The history of nomenclature in this space is extensive and can be so confusing for newcomers! Typically, the term PGS is applied to quantitative traits whereas PRS is used in the context of disease susceptibility. See Kullo et al. 2022 for more details.
PGS in plink
plink provides a convenient function --score and --q-score-range for calculating polygenic scores.
Downloading summary statistics
In this tutorial we will work with summary statistics from UK Biobank GWAS for skin color (data field 1717) from the publicly available release by the Neale Lab (version 3, Manifest Release 20180731). This GWAS measured self-reported skin color as a categorical variable (very fair, fair, light olive, dark olive, brown, black). In this file the reported beta values show estimated effect size of alt allele.
cd ~/gwas_exercises/out
wget https://broad-ukb-sumstats-us-east-1.s3.amazonaws.com/round2/additive-tsvs/1717.gwas.imputed_v3.both_sexes.tsv.bgz -O 1717.gwas.imputed_v3.both_sexes.tsv.bgz
We will also download file contains annotations for each variant in the GWAS.
wget https://broad-ukb-sumstats-us-east-1.s3.amazonaws.com/round2/annotations/variants.tsv.bgz -O variants.tsv.bgz
The order of variants in variants.tsv file matches the order of variants in the 1717.gwas.imputed_v3.both_sexes.tsv file. To join these annotations with a results file, we can either match on the "variant" field or simply paste the columns together (and extract from each file only columns relevant for us) e.g.
paste <(zcat variants.tsv.bgz | cut -f5,6) <(zcat 1717.gwas.imputed_v3.both_sexes.tsv.bgz | cut -f8,11) | awk '{print $2,$1,$3,$4}' > skincolor.tsv
QC summary statistics
We will extract only unique SNPs present in 1KGP from summary statistics.
echo -e "rsid\talt\tbeta\tpval" > skincolor_QC.tsv
grep -wf <(cut -f2 ../data/1kgp.bim) skincolor.tsv | awk '!seen[$1]++' >> skincolor_QC.tsv
Clumping
To identify genome-wide significant and independent SNPs, we will performe clumping using plink with 1000 Genomes Project as an LD reference panel.
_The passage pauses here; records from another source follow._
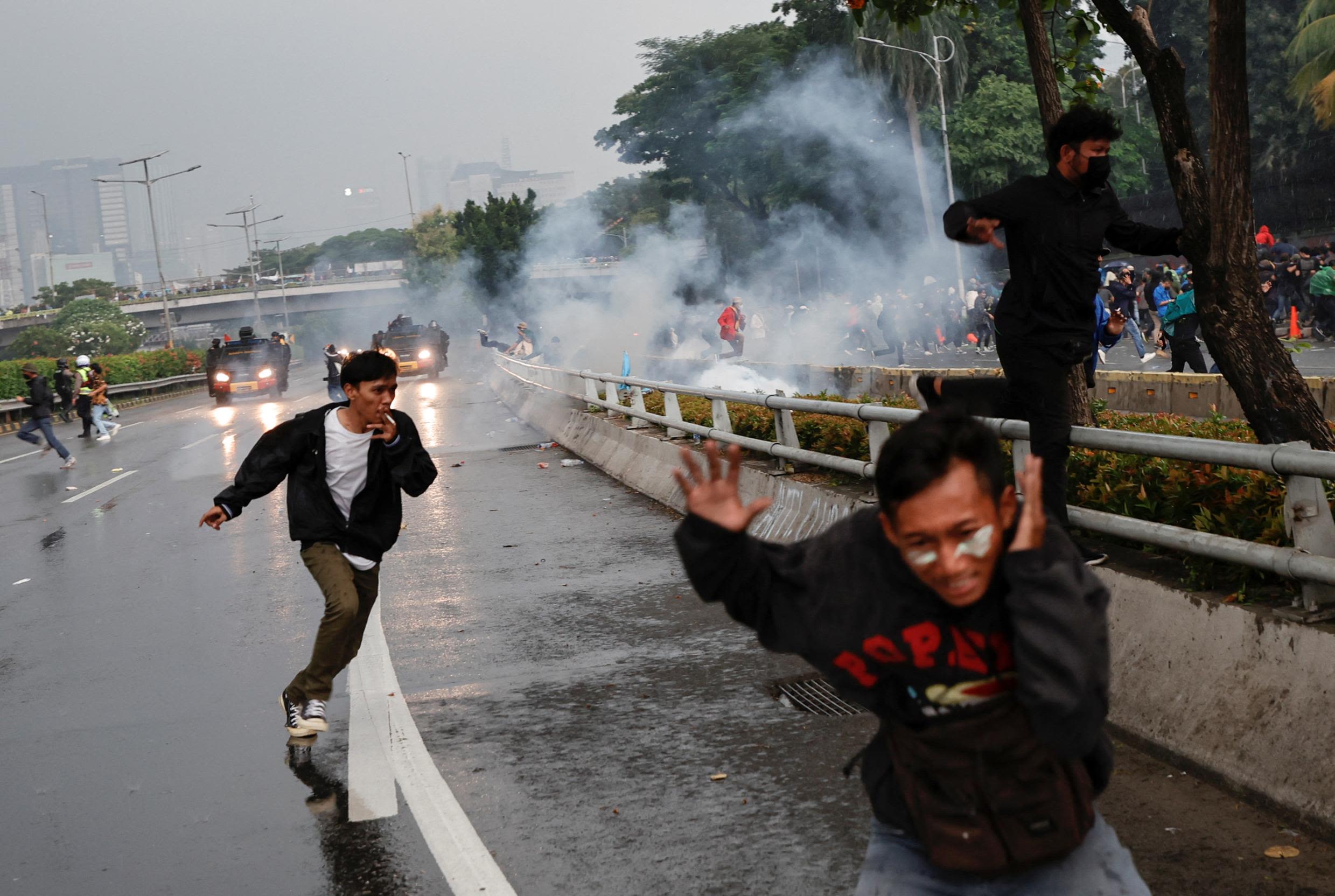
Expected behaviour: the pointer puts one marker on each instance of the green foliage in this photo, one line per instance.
(118, 369)
(83, 326)
(67, 291)
(1227, 501)
(1314, 50)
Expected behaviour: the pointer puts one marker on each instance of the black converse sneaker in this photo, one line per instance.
(313, 716)
(297, 725)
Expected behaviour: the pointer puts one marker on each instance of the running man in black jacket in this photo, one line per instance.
(936, 610)
(1055, 226)
(345, 465)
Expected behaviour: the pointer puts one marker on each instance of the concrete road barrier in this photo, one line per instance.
(1228, 691)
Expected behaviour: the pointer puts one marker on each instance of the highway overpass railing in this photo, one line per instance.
(1310, 561)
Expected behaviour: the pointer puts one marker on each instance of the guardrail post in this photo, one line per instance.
(1308, 520)
(637, 401)
(592, 391)
(672, 410)
(718, 410)
(1019, 454)
(877, 433)
(784, 433)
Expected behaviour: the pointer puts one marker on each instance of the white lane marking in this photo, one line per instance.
(205, 440)
(458, 850)
(370, 776)
(19, 456)
(99, 488)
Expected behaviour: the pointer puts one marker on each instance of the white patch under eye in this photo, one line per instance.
(921, 557)
(976, 545)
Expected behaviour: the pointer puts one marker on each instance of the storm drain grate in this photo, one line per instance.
(813, 695)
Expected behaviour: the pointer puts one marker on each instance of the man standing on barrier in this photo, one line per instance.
(1057, 226)
(345, 465)
(974, 631)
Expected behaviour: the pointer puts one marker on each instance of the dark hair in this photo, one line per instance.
(1080, 123)
(920, 453)
(366, 366)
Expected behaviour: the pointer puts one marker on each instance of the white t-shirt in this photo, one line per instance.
(345, 471)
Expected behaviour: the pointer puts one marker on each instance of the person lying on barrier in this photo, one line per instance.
(968, 622)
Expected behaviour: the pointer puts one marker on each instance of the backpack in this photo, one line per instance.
(987, 796)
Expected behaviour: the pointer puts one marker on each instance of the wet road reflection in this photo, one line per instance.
(357, 858)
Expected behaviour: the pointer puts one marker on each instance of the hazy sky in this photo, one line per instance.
(298, 99)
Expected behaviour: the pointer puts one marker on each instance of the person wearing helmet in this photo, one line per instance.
(83, 405)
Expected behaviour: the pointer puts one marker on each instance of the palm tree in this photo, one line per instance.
(912, 79)
(1314, 50)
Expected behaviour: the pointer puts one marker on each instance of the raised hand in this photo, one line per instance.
(983, 230)
(1029, 533)
(717, 497)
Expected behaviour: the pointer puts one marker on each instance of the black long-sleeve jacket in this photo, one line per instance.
(848, 604)
(1055, 233)
(296, 450)
(39, 397)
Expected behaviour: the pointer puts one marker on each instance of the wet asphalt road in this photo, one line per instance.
(569, 687)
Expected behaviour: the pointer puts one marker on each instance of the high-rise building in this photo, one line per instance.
(476, 179)
(85, 218)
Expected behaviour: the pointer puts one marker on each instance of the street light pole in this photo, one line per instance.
(282, 281)
(152, 222)
(409, 185)
(51, 270)
(244, 226)
(938, 65)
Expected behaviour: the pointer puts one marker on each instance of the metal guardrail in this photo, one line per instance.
(122, 389)
(1308, 513)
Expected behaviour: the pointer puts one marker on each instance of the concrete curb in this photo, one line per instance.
(1227, 691)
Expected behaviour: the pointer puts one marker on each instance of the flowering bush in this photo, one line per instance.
(118, 369)
(1226, 501)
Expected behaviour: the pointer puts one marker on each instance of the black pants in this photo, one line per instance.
(83, 407)
(1035, 390)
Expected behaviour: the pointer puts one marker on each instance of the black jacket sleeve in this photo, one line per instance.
(1059, 612)
(410, 465)
(1139, 238)
(263, 469)
(763, 585)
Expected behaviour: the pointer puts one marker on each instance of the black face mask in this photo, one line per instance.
(1098, 173)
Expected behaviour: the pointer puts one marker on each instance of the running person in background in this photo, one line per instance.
(345, 466)
(972, 629)
(731, 325)
(1057, 226)
(40, 400)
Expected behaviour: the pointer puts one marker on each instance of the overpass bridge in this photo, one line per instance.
(233, 305)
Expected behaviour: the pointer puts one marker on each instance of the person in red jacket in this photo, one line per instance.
(731, 325)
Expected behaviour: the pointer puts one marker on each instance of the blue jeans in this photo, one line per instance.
(1134, 329)
(98, 413)
(898, 866)
(32, 425)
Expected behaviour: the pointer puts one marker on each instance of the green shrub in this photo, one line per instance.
(1226, 501)
(118, 369)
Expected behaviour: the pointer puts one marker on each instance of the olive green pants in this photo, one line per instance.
(349, 597)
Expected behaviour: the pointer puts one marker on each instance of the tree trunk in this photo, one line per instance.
(1040, 62)
(934, 225)
(1217, 213)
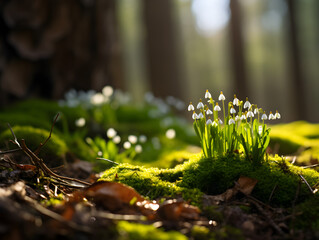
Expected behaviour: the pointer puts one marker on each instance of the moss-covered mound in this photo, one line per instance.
(276, 177)
(52, 152)
(298, 138)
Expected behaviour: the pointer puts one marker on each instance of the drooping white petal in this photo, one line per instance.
(221, 97)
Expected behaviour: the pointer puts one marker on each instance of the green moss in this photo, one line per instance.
(52, 152)
(215, 176)
(152, 182)
(135, 231)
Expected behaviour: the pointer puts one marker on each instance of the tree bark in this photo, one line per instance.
(164, 71)
(51, 46)
(238, 51)
(295, 70)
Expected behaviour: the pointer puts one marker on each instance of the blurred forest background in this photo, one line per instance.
(266, 50)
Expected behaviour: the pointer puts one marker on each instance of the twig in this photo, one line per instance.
(305, 181)
(272, 193)
(269, 219)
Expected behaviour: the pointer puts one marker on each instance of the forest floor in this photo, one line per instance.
(34, 206)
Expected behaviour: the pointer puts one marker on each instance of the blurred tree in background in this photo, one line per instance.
(267, 50)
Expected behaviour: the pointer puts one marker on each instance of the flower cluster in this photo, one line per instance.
(240, 125)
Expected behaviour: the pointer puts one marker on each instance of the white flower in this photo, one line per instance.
(236, 101)
(132, 139)
(80, 122)
(264, 116)
(200, 104)
(217, 108)
(231, 121)
(260, 129)
(247, 104)
(250, 114)
(138, 148)
(207, 94)
(107, 91)
(271, 116)
(194, 116)
(242, 117)
(142, 138)
(209, 121)
(221, 97)
(208, 111)
(97, 99)
(111, 133)
(116, 139)
(277, 115)
(170, 133)
(127, 145)
(190, 107)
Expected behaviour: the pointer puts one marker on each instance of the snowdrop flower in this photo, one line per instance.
(132, 139)
(231, 121)
(247, 104)
(221, 97)
(264, 116)
(217, 108)
(142, 138)
(277, 115)
(271, 116)
(194, 116)
(207, 94)
(250, 114)
(116, 139)
(190, 107)
(170, 133)
(138, 148)
(260, 129)
(107, 91)
(127, 145)
(80, 122)
(200, 104)
(236, 100)
(111, 133)
(208, 111)
(97, 99)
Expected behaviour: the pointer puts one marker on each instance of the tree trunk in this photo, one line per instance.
(238, 50)
(294, 63)
(164, 71)
(51, 46)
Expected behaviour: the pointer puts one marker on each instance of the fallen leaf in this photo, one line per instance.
(246, 185)
(177, 210)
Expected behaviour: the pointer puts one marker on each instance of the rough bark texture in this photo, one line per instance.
(164, 71)
(237, 51)
(50, 46)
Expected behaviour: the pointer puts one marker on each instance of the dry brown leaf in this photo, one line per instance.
(246, 185)
(177, 210)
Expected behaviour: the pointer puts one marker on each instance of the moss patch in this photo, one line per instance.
(135, 231)
(215, 176)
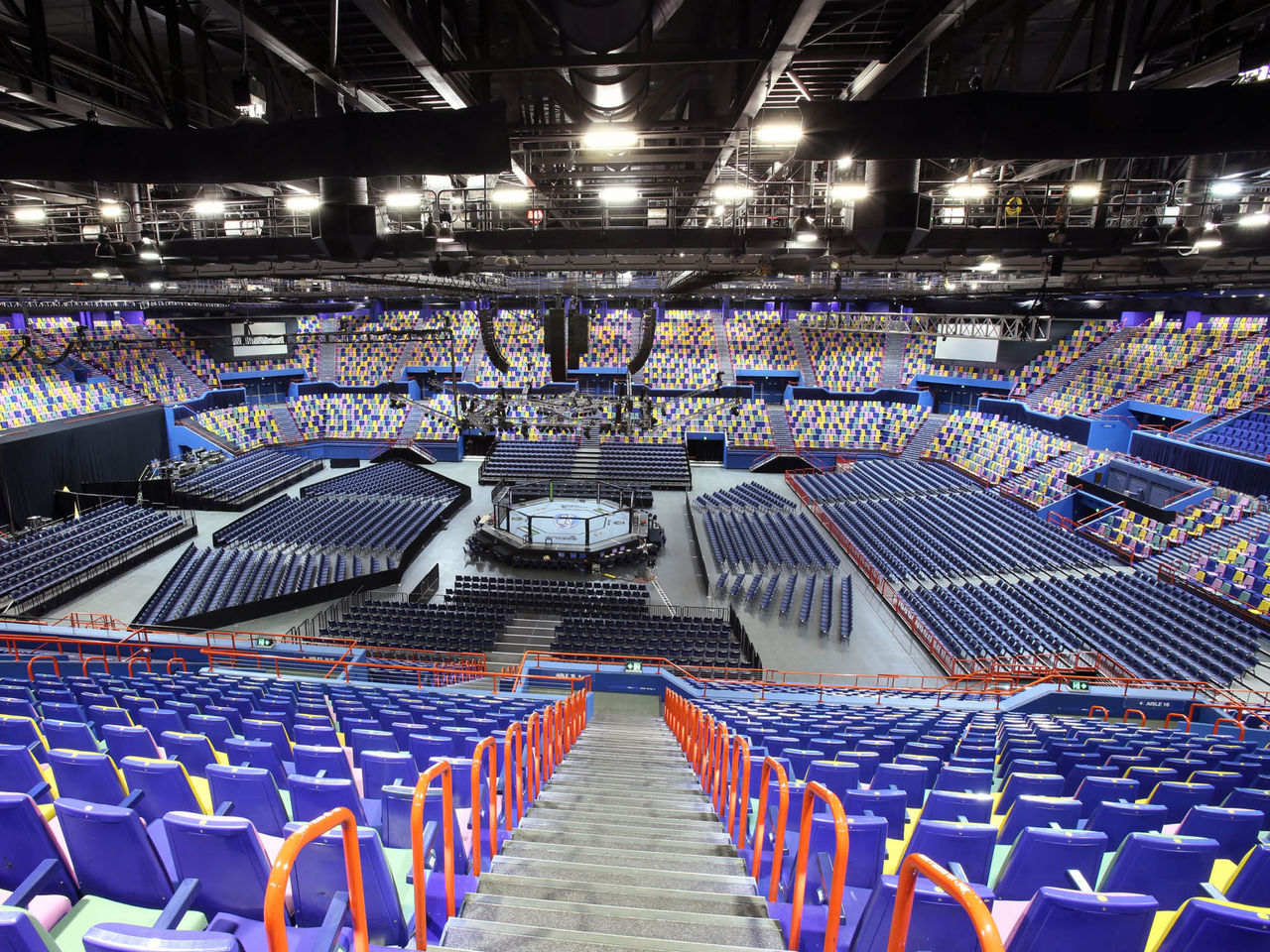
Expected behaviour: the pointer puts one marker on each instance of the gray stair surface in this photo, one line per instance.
(620, 852)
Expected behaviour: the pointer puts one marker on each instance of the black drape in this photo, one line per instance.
(39, 461)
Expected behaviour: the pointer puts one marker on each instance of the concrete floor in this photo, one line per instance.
(879, 644)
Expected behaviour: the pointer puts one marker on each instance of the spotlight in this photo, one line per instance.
(610, 137)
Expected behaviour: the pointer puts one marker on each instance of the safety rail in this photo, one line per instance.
(917, 865)
(280, 879)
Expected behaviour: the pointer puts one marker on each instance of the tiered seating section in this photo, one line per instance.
(993, 449)
(347, 416)
(1075, 833)
(244, 426)
(1237, 572)
(1062, 356)
(844, 362)
(853, 425)
(32, 393)
(244, 477)
(1247, 434)
(1047, 483)
(684, 354)
(1137, 361)
(520, 335)
(40, 567)
(761, 340)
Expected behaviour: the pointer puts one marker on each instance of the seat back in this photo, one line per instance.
(1106, 921)
(1167, 867)
(113, 857)
(1042, 857)
(164, 784)
(26, 842)
(382, 769)
(1206, 924)
(86, 775)
(225, 856)
(314, 796)
(253, 793)
(318, 874)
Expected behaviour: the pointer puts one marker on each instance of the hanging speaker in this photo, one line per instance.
(645, 344)
(489, 338)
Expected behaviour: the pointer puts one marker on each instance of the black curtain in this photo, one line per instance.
(39, 461)
(1245, 475)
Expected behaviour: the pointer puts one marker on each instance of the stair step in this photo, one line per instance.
(563, 823)
(625, 858)
(595, 875)
(621, 841)
(494, 884)
(619, 920)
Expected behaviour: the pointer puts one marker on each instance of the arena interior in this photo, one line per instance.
(607, 475)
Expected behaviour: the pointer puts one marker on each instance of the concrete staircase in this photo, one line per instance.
(585, 463)
(925, 434)
(893, 359)
(804, 358)
(621, 851)
(722, 348)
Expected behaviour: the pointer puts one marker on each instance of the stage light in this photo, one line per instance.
(779, 132)
(849, 191)
(402, 200)
(610, 137)
(615, 194)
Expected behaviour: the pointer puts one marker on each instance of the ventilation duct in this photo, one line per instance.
(598, 27)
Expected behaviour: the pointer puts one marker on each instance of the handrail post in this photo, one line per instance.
(512, 747)
(441, 769)
(841, 851)
(917, 864)
(783, 810)
(477, 757)
(280, 876)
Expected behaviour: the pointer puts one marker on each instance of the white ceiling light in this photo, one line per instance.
(608, 137)
(849, 191)
(509, 194)
(779, 132)
(402, 199)
(615, 194)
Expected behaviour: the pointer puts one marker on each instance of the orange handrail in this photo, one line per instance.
(93, 657)
(512, 746)
(917, 864)
(1219, 721)
(280, 876)
(31, 665)
(477, 757)
(447, 810)
(783, 811)
(841, 852)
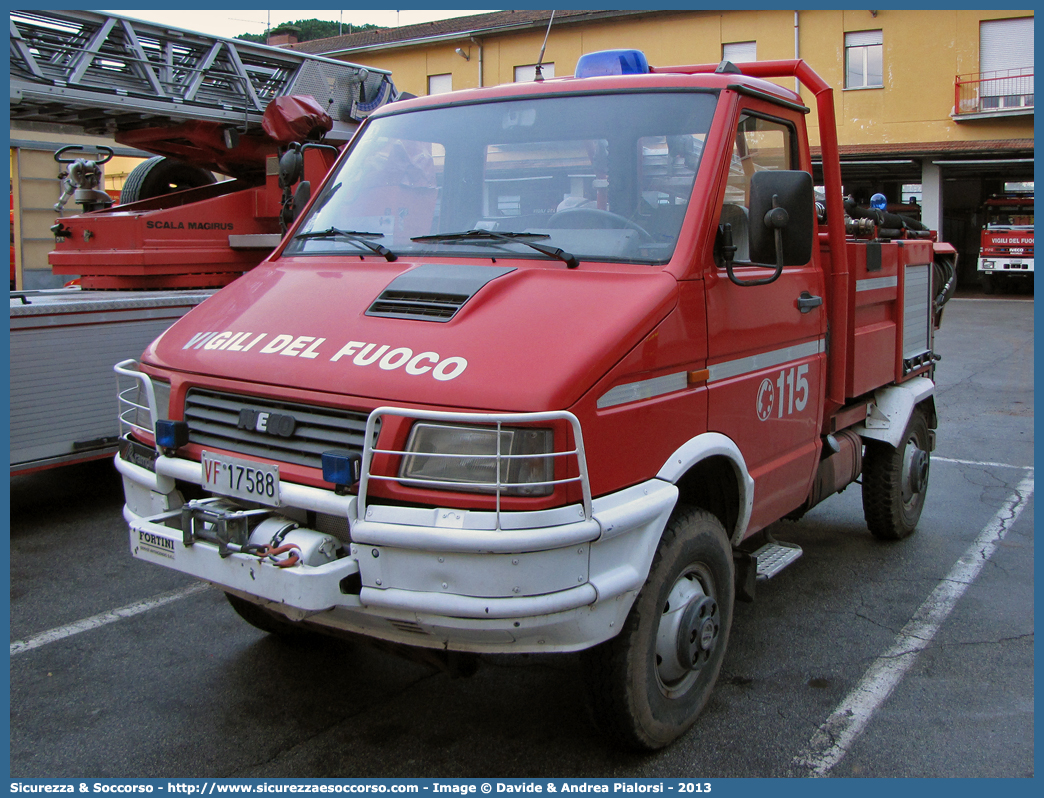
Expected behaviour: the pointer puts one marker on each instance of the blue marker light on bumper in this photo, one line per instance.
(171, 435)
(341, 468)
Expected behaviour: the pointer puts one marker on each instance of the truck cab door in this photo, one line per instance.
(766, 344)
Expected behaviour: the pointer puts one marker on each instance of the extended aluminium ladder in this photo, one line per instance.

And then performe clumping.
plink \
--bfile ../data/1kgp \
--clump skincolor_QC.tsv \
--clump-p1 5.0e-8 \
--clump-r2 0.5 \
--clump-kb 100 \
--clump-snp-field rsid \
--clump-field pval \
--out 1kgp
This will generate 1kgp.clumped file, containing the index SNPs after clumping is performed. We can extract the index SNP ID by performing the following command ($3 because the third column contains the SNP ID):
awk 'NR!=1{print $3}' 1kgp.clumped > 1kgp.clumped.snp
PGS calculation
plink \
--bfile ../data/1kgp \
--score skincolor_QC.tsv 1 2 3 sum header \
--extract 1kgp.clumped.snp \
--out pgs_1kgp
We can quickly sort based on the predicted value and see that there seem to be a geographic pattern. EUR samples tend to have lower values while AFR samples have higher values.
sort -gk 6 pgs_1kgp.profile
Homework
By default, if a genotype in the plink's --score is missing for a particular individual, then the expected value is imputed, i.e. based on the sample allele frequency. To change this behavior, we can add the flag --score-no-mean-imputation. Calculate PGS as above but this time add --score-no-mean-imputation and compare the results.
Since we do not have a dataset (independent from the discovery panel) with phenotypes we will not perform all the steps necessary for proper calculation of PGS. However, we can compare PGS scores across world populations. Still, we have to be aware that PRS are more accurate in European populations (in those that are better covered with GWAS), and thus we have to be careful when interpreting those results.
We can use R to inspect how this PGS is distributed across world populations.
Rscript --vanilla ../scripts/plot_pgs.R
Note
PRS available today are several times more accurate in individuals of European ancestry than other ancestries. This disparity is an inescapable consequence of Eurocentric biases in GWAS (Martin et al. 2019).